Differential DSM-III Psychiatric Disorder Prevalence Profiles in Dystonia and Parkinson Disease
Journal of Neuropsychiatry and Clinical Neurosciences
The authors investigated the prevalence of DIS-ascertained DSM-III psychiatric disorders occurring in 28 patients with dystonia and 28 patients with Parkinson’s Disease (PD). In patients with dystonia, lifetime prevalences of major depression (25.0%), bipolar disorder (7.1%), atypical bipolar disorder (7.1%), social phobia (17.9%), and generalized anxiety disorder (25.0%) were significantly more common than in epidemiologic catchment area (ECA) study population controls (p < 0.005). Social phobia and generalized anxiety disorder preceded dystonia (primary), while bipolar disorder developed after dystonia onset (secondary).

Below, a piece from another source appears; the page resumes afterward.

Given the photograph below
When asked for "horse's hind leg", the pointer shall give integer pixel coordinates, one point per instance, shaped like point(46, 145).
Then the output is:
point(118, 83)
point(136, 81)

In PD patients, the lifetime prevalence of simple phobia (35.7%, p < 0.0001) and atypical depression (21.4%) were significantly more common. Parkinson’s Disease was associated with primary simple phobia and secondary atypical depression. These findings are considered in light of previous results and in terms of the differences in pallidothalamic physiologies in dystonia and PD. These data suggest distinctive profiles of psychiatric disorders in dystonia and PD.
Lauterbach, Edward C., Alan Freeman, Robert L. Vogel.
"Differential DSM-III Psychiatric Disorder Prevalence Profiles in Dystonia and Parkinson Disease."
Journal of Neuropsychiatry and Clinical Neurosciences, 16 (1): 29-36.